History of Black Trans Women in the HIV/AIDS Narrative
These stories give a face to HIV/AIDS. Normal everyday lives are changed in a matter of moments or a sequence of events. The cliché is that everything can change in a a second, but it's true. Decisions made can have profound effects on the long term. The raw emotion of these personal stories, some told with just their own webcams, shows a human aspect to the virus. Not only that, it shows the power of the human spirit. Rightfully, these women could've chosen to stay hidden and live their lives under the radar. By telling their stories, they are "outing" themselves all over again but it seems more important to tell people that though they may be sick, they are still living right now. It's empowering to hear that even through another obstacle, these women are still fighting the biggest fight of their lives-the fight for their lives.

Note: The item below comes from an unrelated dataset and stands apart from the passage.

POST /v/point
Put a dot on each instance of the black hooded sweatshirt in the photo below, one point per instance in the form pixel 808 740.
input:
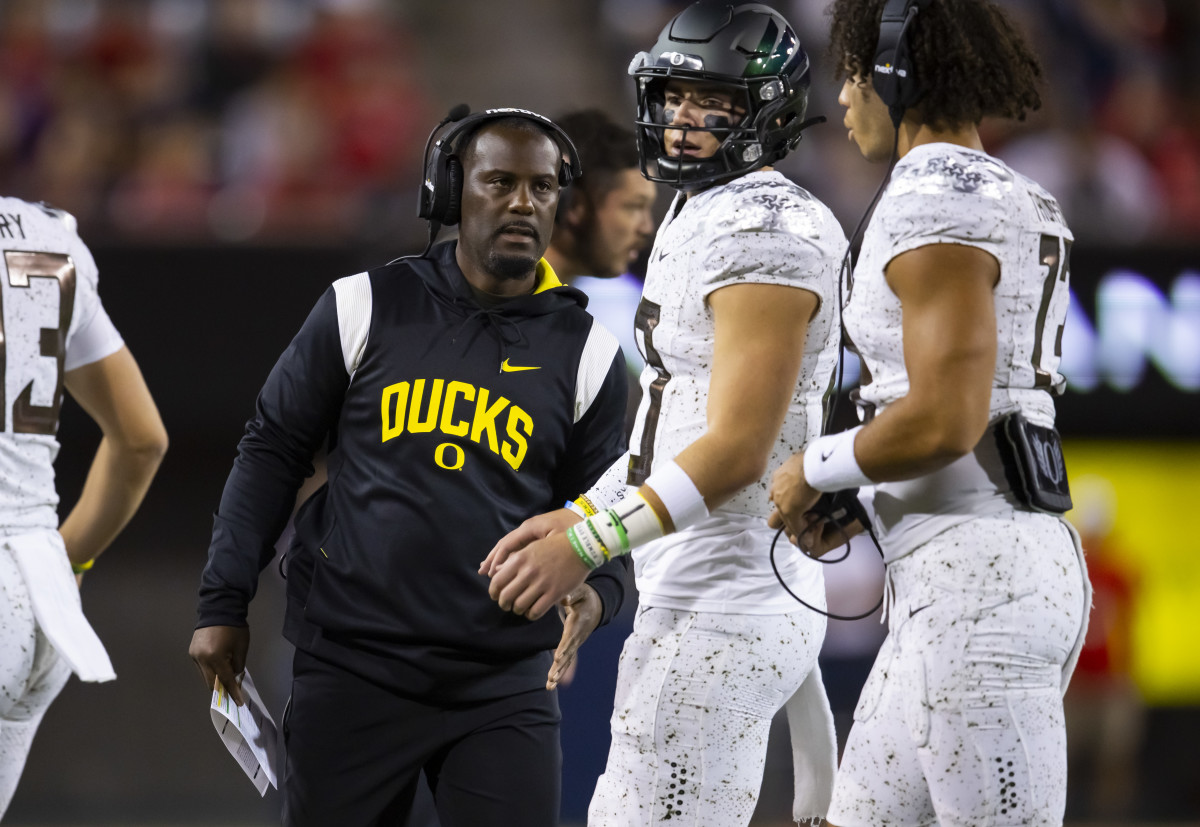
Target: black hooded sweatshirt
pixel 448 423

Showcasing the lack of historical presence of African American transgender women from the HIV/AIDS pandemic narrative proved to be not only informative but lacking in some places. Many factors contribute to them being excluded from the conversations, even more so with the virus being stigmatized as an illness contracted and passed on by gay men, drug users and sex workers. Research has linked together transgender women (male to female) in with gay men. By grouping them together, there is lack of resources allocated to transgender women. In one study, using the internet was a way to broaden the spectrum of individuals surveyed about being HIV positive, transgender and their race. However, the study would again put transgender women in with groups that weren't their counterparts.
Resources are lacking for transgender women of any race, but particularly in areas of low economic status, where the population is majority African American. Healthcare centers and doctors aren't given enough training both medically and "bedside manner" to deal with the issues of being transgender. There is also lack of money which causes closures of healthcare providers. The bottom line is that transgender women, but especially African American transgender women haven't been given the spotlight. Having a virus such as HIV can also inhibit women from getting help and then there is more of a reason for lack of data. No one person is to blame, however it is up to future generations of both transgender HIV positive African American women and healthcare providers to ask the right questions and hopefully give the right answers.